Patients are positioned supine, confirming that full external rotation is not compromised. Ideally, the patella should be pointing directly anterior. The image intensifier is brought in from the ipsilateral injured side.
The incision is typically just posterior to the posteromedial crest of the tibia. If more posteromedial work is anticipated, then the skin incision can curve posteriorly, and follow the course of the posterior aspect of the pes anserinus tendons. If anteromedial work is anticipated, the incision can be kept straight.
The superficial dissection should minimize injury to the saphenous vein and nerve.
In the distal part of the wound the fascia over the medial head of the gastrocnemius is incised longitudinally. A gloved finger is inserted from distal to proximal under the fascia to identify the pes anserinus tendons. The fascial incision can now proceed proximally and posteriorly, avoiding transection of those tendons. The pes anserinus tendons can now be retracted anteriorly, revealing the underlying superficial medial collateral ligament. Increased mobilization of the pes anserinus tendons is effectively done by transecting the fibrous bands that connect the semitendinosus to the gastrocnemius.
With the pes anserinus tendons retracted anteriorly electrocautery is used to incise the origin of the popliteus muscle proximally and soleus muscle distally from the posteromedial crest of the tibia. This cautery line will follow the posterior aspect of the superficial collateral ligament. Proximally the dissection is limited by the insertion of the semimembranosus tendon.
Subperiosteal dissection of the posteromedial tibial plateau can now be performed. In many instances this will reveal the apex of the posteromedial fracture fragment.
Visualization of the medial and posteromedial aspect of the medial joint space is not nearly as easy as visualization of the lateral articular surface.

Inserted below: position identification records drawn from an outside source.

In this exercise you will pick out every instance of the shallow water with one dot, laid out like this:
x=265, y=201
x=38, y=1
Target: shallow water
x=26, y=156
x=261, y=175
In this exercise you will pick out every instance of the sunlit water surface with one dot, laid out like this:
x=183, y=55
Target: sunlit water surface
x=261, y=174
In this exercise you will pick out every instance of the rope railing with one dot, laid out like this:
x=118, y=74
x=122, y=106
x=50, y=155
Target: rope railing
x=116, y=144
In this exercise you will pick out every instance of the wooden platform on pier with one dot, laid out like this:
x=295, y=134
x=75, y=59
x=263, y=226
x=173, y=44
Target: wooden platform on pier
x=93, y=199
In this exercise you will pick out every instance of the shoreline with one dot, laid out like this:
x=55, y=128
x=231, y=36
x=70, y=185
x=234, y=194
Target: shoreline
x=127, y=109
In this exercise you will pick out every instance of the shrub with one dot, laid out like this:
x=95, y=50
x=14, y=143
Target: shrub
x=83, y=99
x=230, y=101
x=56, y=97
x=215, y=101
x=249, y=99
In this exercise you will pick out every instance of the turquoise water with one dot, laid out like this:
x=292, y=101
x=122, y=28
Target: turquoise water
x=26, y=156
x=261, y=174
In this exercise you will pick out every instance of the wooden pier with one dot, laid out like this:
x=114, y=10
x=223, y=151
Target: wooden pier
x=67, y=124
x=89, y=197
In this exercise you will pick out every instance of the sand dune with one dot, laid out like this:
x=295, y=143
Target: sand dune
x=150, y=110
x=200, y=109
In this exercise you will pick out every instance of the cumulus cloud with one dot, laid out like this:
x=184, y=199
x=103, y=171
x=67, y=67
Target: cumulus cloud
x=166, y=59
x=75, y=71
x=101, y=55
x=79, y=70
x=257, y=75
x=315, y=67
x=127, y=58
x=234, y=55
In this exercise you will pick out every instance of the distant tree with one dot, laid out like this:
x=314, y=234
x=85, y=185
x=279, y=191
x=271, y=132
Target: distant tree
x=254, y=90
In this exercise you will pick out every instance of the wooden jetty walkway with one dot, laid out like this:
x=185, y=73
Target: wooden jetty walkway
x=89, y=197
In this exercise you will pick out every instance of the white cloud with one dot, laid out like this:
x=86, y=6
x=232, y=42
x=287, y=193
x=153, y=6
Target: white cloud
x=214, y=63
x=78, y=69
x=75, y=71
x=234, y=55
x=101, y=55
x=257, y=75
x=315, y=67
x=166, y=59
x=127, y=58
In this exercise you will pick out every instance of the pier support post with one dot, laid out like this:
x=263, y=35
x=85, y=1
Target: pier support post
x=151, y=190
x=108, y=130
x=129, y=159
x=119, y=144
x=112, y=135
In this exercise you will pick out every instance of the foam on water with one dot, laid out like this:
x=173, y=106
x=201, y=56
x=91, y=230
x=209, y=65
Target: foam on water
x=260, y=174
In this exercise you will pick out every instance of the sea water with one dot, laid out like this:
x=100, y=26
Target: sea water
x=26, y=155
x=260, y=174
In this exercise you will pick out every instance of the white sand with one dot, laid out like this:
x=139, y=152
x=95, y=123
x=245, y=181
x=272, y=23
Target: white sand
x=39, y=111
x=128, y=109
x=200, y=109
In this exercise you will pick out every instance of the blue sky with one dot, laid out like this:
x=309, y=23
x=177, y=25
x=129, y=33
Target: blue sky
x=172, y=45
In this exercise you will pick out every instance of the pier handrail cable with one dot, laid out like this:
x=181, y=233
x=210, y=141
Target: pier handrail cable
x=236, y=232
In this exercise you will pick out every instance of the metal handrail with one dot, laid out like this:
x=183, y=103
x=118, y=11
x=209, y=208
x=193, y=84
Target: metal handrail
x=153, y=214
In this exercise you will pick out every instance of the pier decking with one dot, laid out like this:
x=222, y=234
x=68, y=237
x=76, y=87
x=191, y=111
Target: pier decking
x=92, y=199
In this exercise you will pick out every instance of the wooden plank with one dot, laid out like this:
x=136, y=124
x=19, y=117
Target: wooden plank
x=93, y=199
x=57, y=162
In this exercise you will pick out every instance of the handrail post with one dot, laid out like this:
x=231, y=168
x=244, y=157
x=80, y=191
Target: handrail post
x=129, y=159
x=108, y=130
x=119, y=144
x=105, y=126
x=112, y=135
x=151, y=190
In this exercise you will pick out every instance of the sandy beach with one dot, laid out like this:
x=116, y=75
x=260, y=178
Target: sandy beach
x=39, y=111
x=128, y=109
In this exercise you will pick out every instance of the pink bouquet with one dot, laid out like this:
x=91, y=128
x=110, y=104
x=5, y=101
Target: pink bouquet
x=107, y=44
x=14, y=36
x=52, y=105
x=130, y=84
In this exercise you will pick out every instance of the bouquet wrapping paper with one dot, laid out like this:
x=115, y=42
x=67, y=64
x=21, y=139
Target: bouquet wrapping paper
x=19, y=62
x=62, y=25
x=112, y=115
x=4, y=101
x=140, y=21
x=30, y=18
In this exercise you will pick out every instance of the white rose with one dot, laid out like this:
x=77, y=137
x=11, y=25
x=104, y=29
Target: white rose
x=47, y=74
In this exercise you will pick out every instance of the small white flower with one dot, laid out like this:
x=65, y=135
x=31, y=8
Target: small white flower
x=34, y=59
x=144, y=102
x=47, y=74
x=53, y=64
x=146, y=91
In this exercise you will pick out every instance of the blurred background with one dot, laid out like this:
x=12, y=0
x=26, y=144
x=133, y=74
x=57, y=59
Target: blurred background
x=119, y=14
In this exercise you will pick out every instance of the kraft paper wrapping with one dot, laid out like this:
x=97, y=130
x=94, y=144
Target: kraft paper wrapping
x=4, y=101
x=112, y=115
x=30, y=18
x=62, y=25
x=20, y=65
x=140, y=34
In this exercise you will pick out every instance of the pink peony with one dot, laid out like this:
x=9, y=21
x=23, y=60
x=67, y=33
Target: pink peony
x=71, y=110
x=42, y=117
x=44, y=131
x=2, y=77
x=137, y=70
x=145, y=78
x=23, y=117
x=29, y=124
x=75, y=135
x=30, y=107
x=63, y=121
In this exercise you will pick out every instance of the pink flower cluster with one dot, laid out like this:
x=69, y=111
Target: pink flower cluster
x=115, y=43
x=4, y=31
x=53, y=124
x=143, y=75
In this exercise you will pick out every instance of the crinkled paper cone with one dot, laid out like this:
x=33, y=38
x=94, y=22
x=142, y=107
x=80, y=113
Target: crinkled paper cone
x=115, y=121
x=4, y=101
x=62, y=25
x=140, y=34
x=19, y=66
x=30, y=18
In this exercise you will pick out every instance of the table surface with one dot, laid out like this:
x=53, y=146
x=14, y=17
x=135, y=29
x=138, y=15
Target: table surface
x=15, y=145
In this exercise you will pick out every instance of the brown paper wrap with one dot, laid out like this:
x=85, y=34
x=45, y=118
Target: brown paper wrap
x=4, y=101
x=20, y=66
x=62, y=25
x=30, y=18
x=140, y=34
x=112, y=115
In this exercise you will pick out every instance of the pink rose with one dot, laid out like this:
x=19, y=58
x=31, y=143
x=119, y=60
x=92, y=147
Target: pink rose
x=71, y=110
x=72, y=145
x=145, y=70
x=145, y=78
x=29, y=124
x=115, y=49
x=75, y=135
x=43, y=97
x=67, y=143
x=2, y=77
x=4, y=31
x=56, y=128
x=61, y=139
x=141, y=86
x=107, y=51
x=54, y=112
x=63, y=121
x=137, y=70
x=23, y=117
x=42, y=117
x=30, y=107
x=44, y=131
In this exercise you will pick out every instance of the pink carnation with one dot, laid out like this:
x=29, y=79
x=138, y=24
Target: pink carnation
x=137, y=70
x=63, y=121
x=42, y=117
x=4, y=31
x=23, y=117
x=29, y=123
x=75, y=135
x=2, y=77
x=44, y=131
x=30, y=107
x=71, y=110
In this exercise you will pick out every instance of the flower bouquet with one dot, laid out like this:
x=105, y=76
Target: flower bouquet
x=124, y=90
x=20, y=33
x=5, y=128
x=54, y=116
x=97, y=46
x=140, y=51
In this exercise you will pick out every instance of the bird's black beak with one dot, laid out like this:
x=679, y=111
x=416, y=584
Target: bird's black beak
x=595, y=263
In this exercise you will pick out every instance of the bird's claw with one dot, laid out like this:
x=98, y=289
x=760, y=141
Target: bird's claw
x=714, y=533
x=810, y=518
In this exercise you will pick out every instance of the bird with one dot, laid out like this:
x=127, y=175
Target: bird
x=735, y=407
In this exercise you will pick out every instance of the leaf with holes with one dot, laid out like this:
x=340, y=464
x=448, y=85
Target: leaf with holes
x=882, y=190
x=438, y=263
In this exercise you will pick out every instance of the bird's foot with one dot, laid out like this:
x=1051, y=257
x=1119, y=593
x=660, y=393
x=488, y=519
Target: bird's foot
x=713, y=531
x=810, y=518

This is because the medial collateral ligament is intimately associated with the medial meniscus and the semimembranosus tendon covers the posteromedial tibial plateau.
In patients with a posteromedial articular fracture fragment (coronal plane fracture) the fracture edge is simply followed from distal to proximal until the articular surface is visualized. This often entails exploiting the longitudinal disruption in the superficial medial collateral ligament.
Exposure of the medial/anteromedial part (medial column) of the proximal tibia can be achieved with an anterior subcutaneous dissection. The pes can be retracted posteriorly, first by incising the sartorial fascia just proximal to the gracilis tendon. This will reveal the superficial medial collateral ligament proximal to the pes tendons.
Visualization of the articular surface can now be performed with a submeniscal arthrotomy anterior to the anterior border of the superficial medial collateral ligament.
Pes tendon tenotomy can be performed in situations requiring improved access or visualization of either the posteromedial or anteromedial plateau. A simple repair of the tendons at wound closure can easily be done.
Close the capsule. If needed, insert suction drains and close the soft tissues in a routine manner.